Communication is one of the most critical elements to an organization, but gone are the days of single or straightforward tools of communication.

Organizations that have not defined a plan and implemented the right systems are seeking solutions to keep their teams engaged and less frustrated.

Millennials are now the largest of the five generations in the workforce, which is forcing companies to communicate differently. Organizations will struggle if they can’t cater to all generations in the workforce.

Multiple Generations = Multiple Communication Tools

There are great communication tools in the marketplace, but there is not a one size fits all product that makes for simple communication across an organization.

What you find as you look across the multiple generations in your workforce is that each has their preferred communication style and tools. Organizations that have built communication strategies around various systems have benefited from employees being more engaged and productive.

Early in my career as a young executive, I met this challenge head-on. My organization was made up of five generations and operationally silo’d. I thought that implementing a new collaboration system would be the answer, but I hit a significant adoption roadblock when it was deployed.

What I found was that the Traditionalists (born before 1942) loved face to face meetings and wanted people in the office or to travel to clients and colleagues for meetings.

The Boomers (born 1943 – 1962) loved face to face as well but were first to experience a cell phone in the workplace – so using their phone was there preferred choice.

Gen X’ers (born 1963-1980) lived in their email as their primary tool. The smallest and youngest group was Generation Z (born 1996 – 2005) who communicated almost exclusively within various apps.

Then there was me, the Millennial (born 1981 – 1995), who grew up with Skype, IM, Facetime, and free text messaging.

My goal was to reduce internal emails and phone calls and promote live chat and video collaboration tools. This would save time and money by reducing travel and in-person meetings, but it meant pulling the oldest and youngest groups towards the Millennial platforms.
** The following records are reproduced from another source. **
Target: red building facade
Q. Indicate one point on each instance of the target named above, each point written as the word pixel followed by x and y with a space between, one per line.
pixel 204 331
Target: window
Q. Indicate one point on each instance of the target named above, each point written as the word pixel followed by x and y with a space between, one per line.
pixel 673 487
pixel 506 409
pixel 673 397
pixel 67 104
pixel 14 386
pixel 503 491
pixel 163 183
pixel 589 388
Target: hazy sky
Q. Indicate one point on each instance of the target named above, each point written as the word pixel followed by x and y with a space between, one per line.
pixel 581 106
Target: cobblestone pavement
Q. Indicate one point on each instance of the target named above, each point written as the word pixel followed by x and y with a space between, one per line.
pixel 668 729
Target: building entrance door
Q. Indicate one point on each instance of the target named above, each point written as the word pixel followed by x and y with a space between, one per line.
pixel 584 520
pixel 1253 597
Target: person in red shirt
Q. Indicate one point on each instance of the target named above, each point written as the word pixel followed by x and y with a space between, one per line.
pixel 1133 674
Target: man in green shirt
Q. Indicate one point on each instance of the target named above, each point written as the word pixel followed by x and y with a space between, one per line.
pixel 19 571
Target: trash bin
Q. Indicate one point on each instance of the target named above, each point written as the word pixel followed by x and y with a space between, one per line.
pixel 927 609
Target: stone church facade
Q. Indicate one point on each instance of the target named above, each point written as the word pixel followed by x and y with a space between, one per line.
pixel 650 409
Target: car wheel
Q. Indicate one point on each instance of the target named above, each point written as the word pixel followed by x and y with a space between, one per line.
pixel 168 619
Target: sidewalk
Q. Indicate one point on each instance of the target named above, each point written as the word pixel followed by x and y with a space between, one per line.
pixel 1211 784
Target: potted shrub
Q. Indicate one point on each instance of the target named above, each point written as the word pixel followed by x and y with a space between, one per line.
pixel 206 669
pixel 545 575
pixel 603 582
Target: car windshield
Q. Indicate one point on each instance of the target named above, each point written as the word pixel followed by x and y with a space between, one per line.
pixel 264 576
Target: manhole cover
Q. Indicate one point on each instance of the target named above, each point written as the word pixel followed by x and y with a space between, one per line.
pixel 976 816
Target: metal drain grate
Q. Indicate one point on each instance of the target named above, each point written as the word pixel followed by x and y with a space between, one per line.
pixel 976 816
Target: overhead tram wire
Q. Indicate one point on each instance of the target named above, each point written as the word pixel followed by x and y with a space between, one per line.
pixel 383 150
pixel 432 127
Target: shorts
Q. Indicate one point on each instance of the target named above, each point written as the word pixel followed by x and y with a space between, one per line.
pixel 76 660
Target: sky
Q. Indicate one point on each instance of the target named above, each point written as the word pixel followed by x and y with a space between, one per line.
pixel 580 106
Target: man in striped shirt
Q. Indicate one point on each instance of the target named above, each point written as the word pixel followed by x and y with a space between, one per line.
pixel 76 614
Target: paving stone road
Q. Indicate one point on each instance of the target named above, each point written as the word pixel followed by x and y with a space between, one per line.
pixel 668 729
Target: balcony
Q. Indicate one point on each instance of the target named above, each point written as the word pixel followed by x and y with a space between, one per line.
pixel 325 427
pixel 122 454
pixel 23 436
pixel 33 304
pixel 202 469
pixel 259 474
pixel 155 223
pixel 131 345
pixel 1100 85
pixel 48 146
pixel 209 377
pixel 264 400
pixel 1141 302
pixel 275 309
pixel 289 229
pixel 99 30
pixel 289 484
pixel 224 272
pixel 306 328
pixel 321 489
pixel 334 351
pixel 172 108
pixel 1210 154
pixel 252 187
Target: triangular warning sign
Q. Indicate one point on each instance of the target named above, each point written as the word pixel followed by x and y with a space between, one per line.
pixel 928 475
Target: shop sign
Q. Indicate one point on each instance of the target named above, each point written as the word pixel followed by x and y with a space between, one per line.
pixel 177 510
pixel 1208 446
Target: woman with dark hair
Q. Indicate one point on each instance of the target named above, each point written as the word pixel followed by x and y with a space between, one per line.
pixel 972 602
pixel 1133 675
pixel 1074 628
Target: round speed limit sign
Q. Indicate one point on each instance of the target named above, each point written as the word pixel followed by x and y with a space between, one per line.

Face to Face Meetings Aren’t Dead – Just Different

A younger and more virtual workforce threatens older generations who fear that the impromptu meeting in the hallway will go away. What we need to help these older workers understand is that the “water cooler” chat now happens inside an app.

Slack, a popular communications platform, recently became one of the fastest start-ups to reach a billion dollars. Its ability to document these impromptu conversations and create project-based threads has helped bridge the gap between chat as a social exercise and a business tool.

The impact of real face to face meetings will never be replaced, but it’s essential to adapt to virtual communication solutions to keep the engagement and productivity of your teams at high levels.